松本市出身。愛知大学文学部を卒業し、電機メーカーに就職。25歳で会社を辞めて松本に戻った。英語が得意だったことから、拓本や表具の研究をしに来たアメリカ人教授の通訳をボランティアで引き受け、拓本に興味を持った。
山形村の道祖神や良寛の書など各地で拓本を集めた平川さん。当時、芸術雑誌が拓本の特集をするなど世の中は拓本の価値に注目。平川さんは都内の百貨店などで展覧会を開催するなど拓本家として活躍した。
マヤ文明に興味を持ったのは30歳の頃。雑誌で、画家の利根山光人(とねやまこうじん、1921~94年)がマヤ遺跡で拓本を取っていることを知ったのがきっかけ。拓本家として「現地に行って採集したい」との思いがこみ上げた。平川さんの情熱をくみ取った篤志家が資金面で協力。単身でメキシコに向かった。
帰国後、「マヤ文明拓本展」を神奈川県立近代美術館で開催。熱意と実績を文化庁から認められ、その後の渡航では、文化財保護のため現地政府による厳しい制限がある拓本採取を専門学者などの口添えも得て特別に許可されたという。
専門家の研究とは別に、芸術としてマヤ文明の遺跡や遺物を見る平川さん。拓本に写し取られた構図の一つ一つに「メソポタミア、黄河、エジプトなどの芸術とは全く異なる個性的な力にあふれている」と魅力を語る。
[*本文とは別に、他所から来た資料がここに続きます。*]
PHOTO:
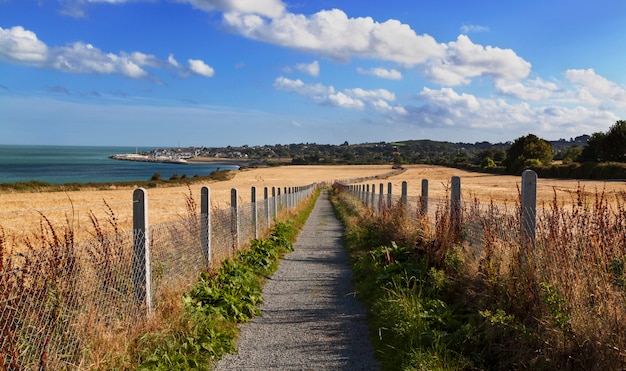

だが、地球の気象変動はマヤの巨石にも影響を及ぼしている。平川さんによると、酸性雨の影響で石が溶け、文様が消えてきた。このため、半世紀前に平川さんが取った拓本は資料としてますます貴重になっている。

ここ20年ほどは発表の機会を持たずにいた平川さん。今回、松本市内の古書店主らが協力し、信毎メディアガーデンの1階ホールで拓本を展示しながらデジタルカメラで撮影することに。関係者らが24日、平川さん宅の倉庫で梱包作業をした。
久しぶりに表に出した拓本。「長い間、眠らせてしまった。貴重なものなので多くの人に見てもらいたい」と平川さん。「いつかは拓本資料館を建設したい」との夢が、またむくむくと湧き上がってきた。